We're told that a bag contains 3 red, 4 black and 2 white balls. We're asked for the probability of drawing a red and a white ball in two successive draws, while replacing each ball after it is drawn.

The prompt does NOT state that the red ball has to be drawn first, so there are two options that we have to consider: red first, white second and white first, red second.
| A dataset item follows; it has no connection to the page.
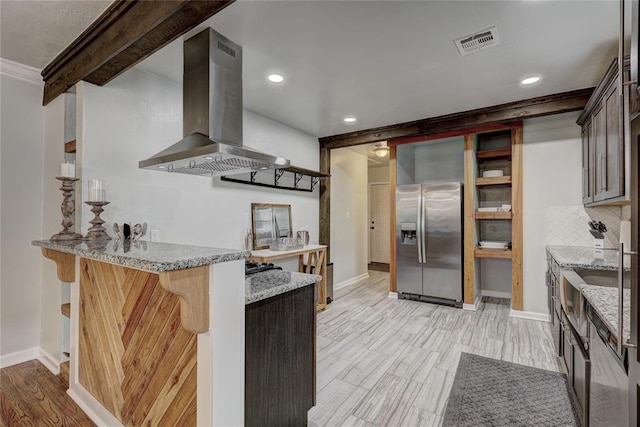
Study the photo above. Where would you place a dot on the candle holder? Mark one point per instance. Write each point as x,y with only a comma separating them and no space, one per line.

The probability of pulling a red first and a white second (with replacement) = (3/9)(2/9) = 6/81
The probability of pulling a while first and a red second (with replacement) = (2/9)(3/9) = 6/81
The total probability of pulling a red and white ball is 6/81 + 6/81 = 12/81 = 4/27

Final Answer: D

GMAT assassins aren't born, they're made,
Rich

[Scott@TargetTestPrep]

A bag contains 3 red, 4 black and 2 white balls. What is the probability of drawing a red and a white ball in two successive draws, each ball being put back after it is drawn?

(A) 2/27
(B) 1/9
(C) 1/3
(D) 4/27
(E) 2/9
OA is d
what is wrong with option D here? can anyone help me out?
Thanks

There are 9 balls in the bag, so the probability of drawing a red ball is P(Red) = 3/9 = 1/3, and the probability of drawing a white ball is P(White) = 2/9. We will draw two balls, replacing each ball after it is drawn.
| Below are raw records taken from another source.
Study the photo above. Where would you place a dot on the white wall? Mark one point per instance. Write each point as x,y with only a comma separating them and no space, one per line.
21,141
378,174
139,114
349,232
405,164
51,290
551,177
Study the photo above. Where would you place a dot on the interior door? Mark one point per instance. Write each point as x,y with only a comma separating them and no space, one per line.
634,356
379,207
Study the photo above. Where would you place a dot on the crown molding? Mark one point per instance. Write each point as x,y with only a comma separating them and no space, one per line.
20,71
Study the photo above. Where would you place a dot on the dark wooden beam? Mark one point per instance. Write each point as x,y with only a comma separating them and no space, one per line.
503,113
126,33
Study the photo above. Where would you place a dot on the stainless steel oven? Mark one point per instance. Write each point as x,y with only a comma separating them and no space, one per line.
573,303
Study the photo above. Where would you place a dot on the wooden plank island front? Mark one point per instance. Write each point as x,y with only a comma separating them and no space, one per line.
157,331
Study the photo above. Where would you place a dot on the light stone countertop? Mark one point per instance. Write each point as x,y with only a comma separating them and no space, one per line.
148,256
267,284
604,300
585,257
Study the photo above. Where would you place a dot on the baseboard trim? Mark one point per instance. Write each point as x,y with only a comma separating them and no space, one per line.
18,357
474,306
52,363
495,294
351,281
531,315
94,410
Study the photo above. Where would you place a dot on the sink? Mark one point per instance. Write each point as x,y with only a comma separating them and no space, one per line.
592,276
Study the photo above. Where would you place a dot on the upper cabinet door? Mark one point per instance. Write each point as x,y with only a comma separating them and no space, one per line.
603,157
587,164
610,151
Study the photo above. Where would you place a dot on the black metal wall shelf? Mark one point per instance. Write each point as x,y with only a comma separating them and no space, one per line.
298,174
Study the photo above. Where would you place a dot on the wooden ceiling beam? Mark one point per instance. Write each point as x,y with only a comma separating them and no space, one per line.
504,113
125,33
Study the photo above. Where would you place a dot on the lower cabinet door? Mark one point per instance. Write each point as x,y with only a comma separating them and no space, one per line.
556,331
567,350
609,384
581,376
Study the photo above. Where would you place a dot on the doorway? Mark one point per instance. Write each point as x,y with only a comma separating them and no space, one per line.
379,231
The probability of drawing a red ball first and then a white ball is: P(Red) x P(White) = 1/3 x 2/9 = 2/27. But we can also draw a white ball first and then a red ball: P(White) x P(Red) = 2/9 x 1/3= 2/27. Either of these outcomes satisfies our outcome of interest, and so we add the two probabilities: 2/27 + 2/27 = 4/27.

Answer: D